Last night he spoke with an air of sad acceptance about the state of first world countries. He doesn't believe that things will change and he can see only doom and gloom for the working poor people who live in them. He says the USA will only see itself as achieving 'recovery' when it gets back to the same corrupt and out of control state it was in when it caused the GFC, which of course spells further disparity between rich and poor and further disaster.

One of the things he did mention was the role of television - Fox obviously - as the only source of information for these uneducated people. He says the television medium grooms people's emotions - it's Christmas so it's time to shop, it's football season so it's time to cheer, it's war so it's time to fly flags - and it just guides people through the seasons of their lives.
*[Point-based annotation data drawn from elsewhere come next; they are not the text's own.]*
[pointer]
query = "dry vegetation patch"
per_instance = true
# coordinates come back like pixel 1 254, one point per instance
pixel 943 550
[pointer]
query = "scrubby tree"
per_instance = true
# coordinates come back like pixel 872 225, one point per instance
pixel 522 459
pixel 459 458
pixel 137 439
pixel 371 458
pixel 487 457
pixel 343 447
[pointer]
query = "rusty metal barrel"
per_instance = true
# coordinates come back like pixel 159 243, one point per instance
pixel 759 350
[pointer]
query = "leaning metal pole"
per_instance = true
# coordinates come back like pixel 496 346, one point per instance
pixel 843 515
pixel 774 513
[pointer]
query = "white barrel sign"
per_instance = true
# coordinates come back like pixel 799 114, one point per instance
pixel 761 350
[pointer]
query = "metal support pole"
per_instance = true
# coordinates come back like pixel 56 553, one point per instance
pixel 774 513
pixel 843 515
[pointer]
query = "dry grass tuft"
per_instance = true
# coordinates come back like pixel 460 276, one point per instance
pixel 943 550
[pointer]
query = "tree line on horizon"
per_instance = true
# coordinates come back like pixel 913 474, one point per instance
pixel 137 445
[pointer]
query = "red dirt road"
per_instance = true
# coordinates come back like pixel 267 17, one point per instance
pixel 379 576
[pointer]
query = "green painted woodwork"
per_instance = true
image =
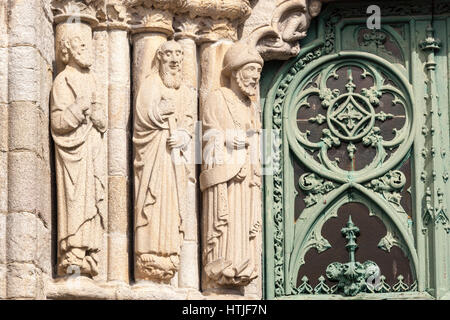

There's something scifi about this concept: I'm sure I've come across this type of mind control in Blade Runner and in various novels. I'm just as sure it's happening in the press here in Australia, spectacularly in papers like The Telegraph, but also slightly more subtly in the broadsheets. And of course on TV, though I can't manage commercial television so have no exposure to it.
Anyway, it's interesting to read what Joe Bageant has to say. He lives in a second world country, Mexico, now and seems to have adopted the Buddhist approach of living a small life well, which while it doesn't deliver a big solution at least allows him to accept what he sees as the inevitable collapse with calm and grace.